You correct, but in the details. Travelling through space is limited to the speed of causality (the speed any massless particle travels) but space between itself is not limited to any particular speed.
Think of it this way: A balloon is space and the speed of sound is the limit at which waves can travel across it. This normal for sound waves. If every bit of the balloon expanded at 1 inch per second, a small balloon would be getting bigger, but wouldn't exceed the speed of sound. A sound wave will outrace the expansion.
Once the balloon as expanded to about 2500 feet in diameter, the expansion along the balloon will be greater than the speed of sound. A sound wave will never make to the other side. That said, no one place is expanding more than 1 inch per second.
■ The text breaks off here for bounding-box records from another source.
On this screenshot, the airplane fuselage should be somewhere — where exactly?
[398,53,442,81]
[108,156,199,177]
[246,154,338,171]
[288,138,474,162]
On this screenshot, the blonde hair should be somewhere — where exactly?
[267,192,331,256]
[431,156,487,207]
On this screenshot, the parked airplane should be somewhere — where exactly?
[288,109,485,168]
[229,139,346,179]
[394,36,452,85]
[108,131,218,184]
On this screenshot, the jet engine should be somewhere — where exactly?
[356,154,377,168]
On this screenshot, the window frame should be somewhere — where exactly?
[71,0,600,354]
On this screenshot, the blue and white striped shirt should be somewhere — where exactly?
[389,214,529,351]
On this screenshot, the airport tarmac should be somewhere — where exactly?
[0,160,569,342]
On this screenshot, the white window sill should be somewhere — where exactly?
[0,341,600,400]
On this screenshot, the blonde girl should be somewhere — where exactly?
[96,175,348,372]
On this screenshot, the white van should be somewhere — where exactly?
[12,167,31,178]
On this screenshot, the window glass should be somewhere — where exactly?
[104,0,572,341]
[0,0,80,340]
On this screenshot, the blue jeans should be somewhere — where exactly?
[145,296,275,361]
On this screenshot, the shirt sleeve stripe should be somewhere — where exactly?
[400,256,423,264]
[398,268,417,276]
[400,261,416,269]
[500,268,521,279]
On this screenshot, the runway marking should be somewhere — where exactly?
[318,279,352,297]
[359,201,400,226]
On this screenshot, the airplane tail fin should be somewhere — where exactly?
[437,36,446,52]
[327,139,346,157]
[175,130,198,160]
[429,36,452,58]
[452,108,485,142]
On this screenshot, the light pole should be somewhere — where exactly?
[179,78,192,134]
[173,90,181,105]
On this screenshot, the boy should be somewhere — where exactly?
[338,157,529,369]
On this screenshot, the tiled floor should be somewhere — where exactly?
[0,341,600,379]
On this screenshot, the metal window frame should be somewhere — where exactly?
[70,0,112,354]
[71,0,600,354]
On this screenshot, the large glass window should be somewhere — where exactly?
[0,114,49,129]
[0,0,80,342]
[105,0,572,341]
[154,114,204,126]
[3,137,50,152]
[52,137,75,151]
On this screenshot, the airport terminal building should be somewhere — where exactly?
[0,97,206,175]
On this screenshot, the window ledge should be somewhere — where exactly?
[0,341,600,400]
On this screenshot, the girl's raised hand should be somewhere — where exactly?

Nothing in part violates the speed of sound.
If you choose your relative objects that you compare carefully, even much simpler systems can be seen as expanding much quicker than the speed of light, relative to some specific theoretical observer.
But nothing can travel faster than the speed of light (no matter or energy or information), relative to the source point.
Yep. That’s why we talk about the observable universe. Objects outside the radius of the observable universe are moving away from us so quickly that any light or gravitational effect from those objects have no chance of reaching us any longer.
Yes if we consider the universal as information and our relationships to it as receivers. We've been expanding our time experience for millennia and will continue to so as long we continue to imagine and create.
You are using the word "organism" in a very poetic metaphorical way. (And even then not a widely accepted one, but it being poetic, no one can really dispute it.) But the article talks about a very specific question in established physics which has already established terms and theories. It explains a valid question within that specific framework. In that framework talking about space as organism does not make a lot of sense, it doesn't add any new useful information.
The universe is not an organism in any accepted sense. It doesn't acquire energy from its environment, use that to reduce local entropy, and expel waste products. It is energy, it is expanding, and its entropy is reducing exactly in accord with thermodynamics.
If the universe is an organism, then so is my cup of tea!